Grand Island Town Councilman Gary Roesch, whose father, Gene, was one of the neighbors who raced Floyd Doring, said the race is the only lawn mower drag race in the nation. Lawn mower races are held across the country on dirt tracks, with many drivers competing at once, but Grand Island’s event is a tournament, with two drivers racing at a time on a 300-foot section of roadway.
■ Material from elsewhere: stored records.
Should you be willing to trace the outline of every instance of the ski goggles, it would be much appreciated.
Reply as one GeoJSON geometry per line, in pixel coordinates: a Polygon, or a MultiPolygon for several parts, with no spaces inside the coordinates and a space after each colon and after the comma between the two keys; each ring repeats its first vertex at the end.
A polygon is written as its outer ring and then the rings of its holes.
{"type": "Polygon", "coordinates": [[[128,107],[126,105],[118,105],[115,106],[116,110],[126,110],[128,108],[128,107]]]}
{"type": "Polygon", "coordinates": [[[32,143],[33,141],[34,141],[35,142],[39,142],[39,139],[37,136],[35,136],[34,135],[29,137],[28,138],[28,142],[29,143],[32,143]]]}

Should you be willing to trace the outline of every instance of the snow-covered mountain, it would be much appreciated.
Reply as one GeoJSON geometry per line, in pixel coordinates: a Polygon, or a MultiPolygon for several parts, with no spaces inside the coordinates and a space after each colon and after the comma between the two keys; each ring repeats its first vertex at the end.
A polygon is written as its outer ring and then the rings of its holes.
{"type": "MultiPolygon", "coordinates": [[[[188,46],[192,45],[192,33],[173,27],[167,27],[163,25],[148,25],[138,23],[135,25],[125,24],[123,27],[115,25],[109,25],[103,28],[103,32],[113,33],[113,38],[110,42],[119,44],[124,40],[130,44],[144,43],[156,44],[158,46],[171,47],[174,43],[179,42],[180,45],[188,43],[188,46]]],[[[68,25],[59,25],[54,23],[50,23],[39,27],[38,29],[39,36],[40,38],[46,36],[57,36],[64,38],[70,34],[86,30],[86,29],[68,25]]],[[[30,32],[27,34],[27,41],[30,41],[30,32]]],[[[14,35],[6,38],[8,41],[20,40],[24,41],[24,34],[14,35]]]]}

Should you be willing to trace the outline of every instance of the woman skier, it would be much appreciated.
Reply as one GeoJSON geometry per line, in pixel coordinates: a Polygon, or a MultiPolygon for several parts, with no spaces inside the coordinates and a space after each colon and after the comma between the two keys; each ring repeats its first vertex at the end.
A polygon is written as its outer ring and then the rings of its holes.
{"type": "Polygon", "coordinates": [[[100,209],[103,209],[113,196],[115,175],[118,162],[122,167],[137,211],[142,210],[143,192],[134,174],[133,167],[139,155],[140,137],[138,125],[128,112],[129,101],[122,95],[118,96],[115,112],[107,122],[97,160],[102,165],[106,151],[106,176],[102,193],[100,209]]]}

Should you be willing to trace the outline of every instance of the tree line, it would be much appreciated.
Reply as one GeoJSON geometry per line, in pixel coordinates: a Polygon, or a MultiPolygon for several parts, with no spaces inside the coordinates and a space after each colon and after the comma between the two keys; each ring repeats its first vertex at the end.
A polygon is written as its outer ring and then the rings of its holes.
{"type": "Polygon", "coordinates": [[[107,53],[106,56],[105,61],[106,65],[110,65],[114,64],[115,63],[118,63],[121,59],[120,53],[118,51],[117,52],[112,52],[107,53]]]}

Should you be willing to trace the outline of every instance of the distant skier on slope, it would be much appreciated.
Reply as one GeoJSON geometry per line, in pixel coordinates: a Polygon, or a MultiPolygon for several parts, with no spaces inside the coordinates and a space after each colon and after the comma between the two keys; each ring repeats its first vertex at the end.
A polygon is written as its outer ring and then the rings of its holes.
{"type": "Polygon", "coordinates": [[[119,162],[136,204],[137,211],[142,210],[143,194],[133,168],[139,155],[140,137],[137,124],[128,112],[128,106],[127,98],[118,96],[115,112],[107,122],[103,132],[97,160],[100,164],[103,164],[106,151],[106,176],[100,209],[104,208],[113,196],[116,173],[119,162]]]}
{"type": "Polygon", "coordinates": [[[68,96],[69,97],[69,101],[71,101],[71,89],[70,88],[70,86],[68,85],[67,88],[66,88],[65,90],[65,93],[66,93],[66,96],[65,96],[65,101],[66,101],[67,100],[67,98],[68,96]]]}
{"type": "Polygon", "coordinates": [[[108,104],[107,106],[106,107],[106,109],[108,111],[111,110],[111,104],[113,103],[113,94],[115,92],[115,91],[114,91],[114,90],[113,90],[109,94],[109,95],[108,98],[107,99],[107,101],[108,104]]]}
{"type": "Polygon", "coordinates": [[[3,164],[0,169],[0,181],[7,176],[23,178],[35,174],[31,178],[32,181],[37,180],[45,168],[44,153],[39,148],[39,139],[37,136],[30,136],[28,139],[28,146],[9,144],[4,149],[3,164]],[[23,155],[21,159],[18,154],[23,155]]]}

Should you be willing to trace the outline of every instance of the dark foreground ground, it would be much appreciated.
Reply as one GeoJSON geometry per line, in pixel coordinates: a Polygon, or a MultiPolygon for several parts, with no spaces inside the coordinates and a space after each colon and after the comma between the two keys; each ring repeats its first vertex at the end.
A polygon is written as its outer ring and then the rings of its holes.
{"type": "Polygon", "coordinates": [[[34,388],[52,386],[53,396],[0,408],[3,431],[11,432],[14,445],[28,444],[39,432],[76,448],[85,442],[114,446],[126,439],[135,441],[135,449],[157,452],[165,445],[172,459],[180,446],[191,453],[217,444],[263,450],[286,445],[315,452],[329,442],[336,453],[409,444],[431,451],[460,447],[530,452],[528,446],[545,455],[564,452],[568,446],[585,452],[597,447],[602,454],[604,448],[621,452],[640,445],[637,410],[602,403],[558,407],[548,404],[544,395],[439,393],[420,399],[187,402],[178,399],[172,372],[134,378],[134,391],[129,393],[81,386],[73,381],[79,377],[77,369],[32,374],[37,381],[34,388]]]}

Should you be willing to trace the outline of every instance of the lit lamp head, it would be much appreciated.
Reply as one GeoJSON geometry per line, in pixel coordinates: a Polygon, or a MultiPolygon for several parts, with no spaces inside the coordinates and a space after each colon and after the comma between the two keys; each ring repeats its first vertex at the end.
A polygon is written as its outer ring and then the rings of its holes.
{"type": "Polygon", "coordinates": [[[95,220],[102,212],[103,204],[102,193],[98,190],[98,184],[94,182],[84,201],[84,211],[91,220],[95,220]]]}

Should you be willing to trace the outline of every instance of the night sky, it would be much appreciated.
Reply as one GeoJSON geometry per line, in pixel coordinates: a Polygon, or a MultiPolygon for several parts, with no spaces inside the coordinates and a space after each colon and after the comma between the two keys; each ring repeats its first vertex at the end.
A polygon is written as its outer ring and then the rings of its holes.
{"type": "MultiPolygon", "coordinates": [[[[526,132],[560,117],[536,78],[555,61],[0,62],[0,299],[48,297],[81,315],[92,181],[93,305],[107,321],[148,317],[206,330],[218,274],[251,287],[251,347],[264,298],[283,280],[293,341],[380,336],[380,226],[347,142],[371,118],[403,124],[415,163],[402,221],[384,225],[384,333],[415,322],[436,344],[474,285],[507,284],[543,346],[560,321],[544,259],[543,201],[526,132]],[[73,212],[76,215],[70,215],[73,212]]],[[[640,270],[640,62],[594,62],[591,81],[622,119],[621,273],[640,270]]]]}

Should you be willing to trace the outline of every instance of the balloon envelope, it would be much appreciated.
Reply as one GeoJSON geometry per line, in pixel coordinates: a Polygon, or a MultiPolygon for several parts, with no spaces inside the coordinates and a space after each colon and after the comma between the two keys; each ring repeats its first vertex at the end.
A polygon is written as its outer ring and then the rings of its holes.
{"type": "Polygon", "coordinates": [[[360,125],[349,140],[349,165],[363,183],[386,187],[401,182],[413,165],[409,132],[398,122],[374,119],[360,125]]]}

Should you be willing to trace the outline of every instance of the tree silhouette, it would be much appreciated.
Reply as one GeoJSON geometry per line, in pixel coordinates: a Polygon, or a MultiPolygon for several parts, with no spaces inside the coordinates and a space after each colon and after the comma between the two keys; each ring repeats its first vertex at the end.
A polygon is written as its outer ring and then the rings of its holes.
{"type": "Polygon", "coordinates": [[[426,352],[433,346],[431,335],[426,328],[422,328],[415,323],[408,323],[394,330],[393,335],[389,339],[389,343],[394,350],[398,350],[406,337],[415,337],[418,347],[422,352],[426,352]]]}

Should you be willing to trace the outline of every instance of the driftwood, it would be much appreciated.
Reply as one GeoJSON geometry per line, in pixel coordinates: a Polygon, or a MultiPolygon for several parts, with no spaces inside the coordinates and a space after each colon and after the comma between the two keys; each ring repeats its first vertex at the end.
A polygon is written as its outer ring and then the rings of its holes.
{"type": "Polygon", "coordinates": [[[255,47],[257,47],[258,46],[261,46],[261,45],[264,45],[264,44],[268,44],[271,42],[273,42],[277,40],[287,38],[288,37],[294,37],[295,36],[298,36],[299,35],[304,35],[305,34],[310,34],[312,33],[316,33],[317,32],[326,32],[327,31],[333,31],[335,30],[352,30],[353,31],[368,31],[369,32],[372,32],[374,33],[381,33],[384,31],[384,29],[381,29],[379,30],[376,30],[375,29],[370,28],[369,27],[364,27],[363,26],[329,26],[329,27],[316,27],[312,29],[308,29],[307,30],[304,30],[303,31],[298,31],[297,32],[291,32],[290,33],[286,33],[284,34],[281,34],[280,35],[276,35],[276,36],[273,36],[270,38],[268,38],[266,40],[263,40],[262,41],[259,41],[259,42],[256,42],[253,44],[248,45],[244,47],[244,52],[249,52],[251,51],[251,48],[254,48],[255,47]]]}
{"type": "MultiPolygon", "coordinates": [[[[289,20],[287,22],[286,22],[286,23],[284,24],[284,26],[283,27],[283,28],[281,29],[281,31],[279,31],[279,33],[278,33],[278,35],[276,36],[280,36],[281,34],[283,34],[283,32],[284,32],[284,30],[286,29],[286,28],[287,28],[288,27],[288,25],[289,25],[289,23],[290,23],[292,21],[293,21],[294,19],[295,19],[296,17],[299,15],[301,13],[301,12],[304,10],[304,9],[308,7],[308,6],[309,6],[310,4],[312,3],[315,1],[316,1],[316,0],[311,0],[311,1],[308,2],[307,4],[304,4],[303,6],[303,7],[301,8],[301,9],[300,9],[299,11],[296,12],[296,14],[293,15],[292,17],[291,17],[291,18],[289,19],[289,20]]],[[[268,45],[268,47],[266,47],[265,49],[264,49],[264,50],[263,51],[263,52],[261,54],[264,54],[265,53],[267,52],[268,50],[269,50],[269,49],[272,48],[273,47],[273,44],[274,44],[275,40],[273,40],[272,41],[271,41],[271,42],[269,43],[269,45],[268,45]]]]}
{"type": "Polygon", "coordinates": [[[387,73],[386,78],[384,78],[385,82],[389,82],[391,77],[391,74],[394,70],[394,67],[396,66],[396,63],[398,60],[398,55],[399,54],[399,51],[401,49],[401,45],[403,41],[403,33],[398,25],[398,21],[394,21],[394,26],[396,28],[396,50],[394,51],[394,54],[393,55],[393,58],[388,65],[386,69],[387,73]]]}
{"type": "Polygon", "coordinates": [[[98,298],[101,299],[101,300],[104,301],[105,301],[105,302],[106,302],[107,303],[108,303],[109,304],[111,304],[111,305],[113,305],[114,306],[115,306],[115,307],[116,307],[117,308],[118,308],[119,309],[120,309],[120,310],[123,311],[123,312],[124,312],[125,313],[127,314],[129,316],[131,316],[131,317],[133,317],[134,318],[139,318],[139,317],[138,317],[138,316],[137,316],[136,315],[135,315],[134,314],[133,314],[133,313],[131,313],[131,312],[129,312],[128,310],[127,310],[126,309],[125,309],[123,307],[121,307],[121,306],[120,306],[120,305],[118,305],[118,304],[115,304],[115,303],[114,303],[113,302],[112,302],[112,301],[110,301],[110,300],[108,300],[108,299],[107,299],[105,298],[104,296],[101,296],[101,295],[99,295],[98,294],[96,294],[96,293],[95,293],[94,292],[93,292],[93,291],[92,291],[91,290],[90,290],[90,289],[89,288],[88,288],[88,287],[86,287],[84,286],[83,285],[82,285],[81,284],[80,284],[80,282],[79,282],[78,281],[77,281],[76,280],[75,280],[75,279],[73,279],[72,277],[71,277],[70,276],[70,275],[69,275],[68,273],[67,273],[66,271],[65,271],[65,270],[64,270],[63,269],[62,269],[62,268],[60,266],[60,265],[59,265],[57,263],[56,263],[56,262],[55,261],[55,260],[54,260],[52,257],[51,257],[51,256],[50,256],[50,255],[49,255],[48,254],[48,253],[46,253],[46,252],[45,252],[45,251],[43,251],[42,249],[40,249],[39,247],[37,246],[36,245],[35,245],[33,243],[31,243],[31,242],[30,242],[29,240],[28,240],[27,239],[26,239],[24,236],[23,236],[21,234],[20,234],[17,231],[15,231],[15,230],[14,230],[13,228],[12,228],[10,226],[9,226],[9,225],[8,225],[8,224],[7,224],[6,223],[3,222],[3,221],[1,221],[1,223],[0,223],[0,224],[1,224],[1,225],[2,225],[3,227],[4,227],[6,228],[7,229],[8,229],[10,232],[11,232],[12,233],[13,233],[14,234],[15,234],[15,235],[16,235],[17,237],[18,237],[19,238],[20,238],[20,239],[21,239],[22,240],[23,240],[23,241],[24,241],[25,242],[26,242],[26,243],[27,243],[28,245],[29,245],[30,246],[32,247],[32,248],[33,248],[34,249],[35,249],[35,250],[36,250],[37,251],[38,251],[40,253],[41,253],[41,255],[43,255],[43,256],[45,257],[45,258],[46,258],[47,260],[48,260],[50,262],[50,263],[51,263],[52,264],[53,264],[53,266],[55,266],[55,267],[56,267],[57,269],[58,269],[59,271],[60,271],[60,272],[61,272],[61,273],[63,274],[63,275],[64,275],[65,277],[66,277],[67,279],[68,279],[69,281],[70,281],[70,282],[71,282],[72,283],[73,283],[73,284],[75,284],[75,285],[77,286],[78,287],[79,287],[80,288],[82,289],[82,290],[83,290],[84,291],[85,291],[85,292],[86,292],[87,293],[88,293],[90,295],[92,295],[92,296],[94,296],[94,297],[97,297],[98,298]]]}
“It’s not only a community event for Grand Island, but it’s a region event,” Roesch said. “We’re bringing in lawn mowers and people from Clarence, from Sanborn, from Newstead, from Newfane, Niagara Falls.”
About 40 drivers paid the $10 entry fee to compete in the race. They competed across seven classes, organized by the horsepower of the lawn mower and the amount of modifications allowed. There was a kids class for children ages 8 to 12, a “vintage” class for mowers from 1980 and before, and even a “walk-behind” class for traditional push mowers.
Contestants had to be able to cut the grass with their mowers, but the actual lawn-mowing attachments were removed for the race. Some built their mowers from scratch.
“They’re getting bigger by the year,” said Mike Geblein, of Grand Island, about the mowers. Wearing a “Pit Crew” shirt, Geblein organized racers at the starting line.
Grand Island resident Tom Long, who said he’s won the “supermodified” class “quite a few” times, spent five months building his rig, a long, sleek structure that sits low to the ground and looks more like something from the Soap Box Derby than a lawn mower. He said it can reach 65 mph.
Jim Mazza adorned his riding lawn mower with American and Italian flags, Buffalo Bills gear, rainbow pinwheels and an umbrella to combat light rain. But most important was the Viking helmet to honor the mascot at Grand Island High School, where he taught biology for 37 years.
Mazza wasn’t looking to win – he was in the “stock” category for mowers that weren’t souped up and said he was there more for the “spirit of the day.” He attended the race with his sons-in-law.
“On a good day, with the wind, and the umbrella down, I can do about 3 miles an hour,” he said.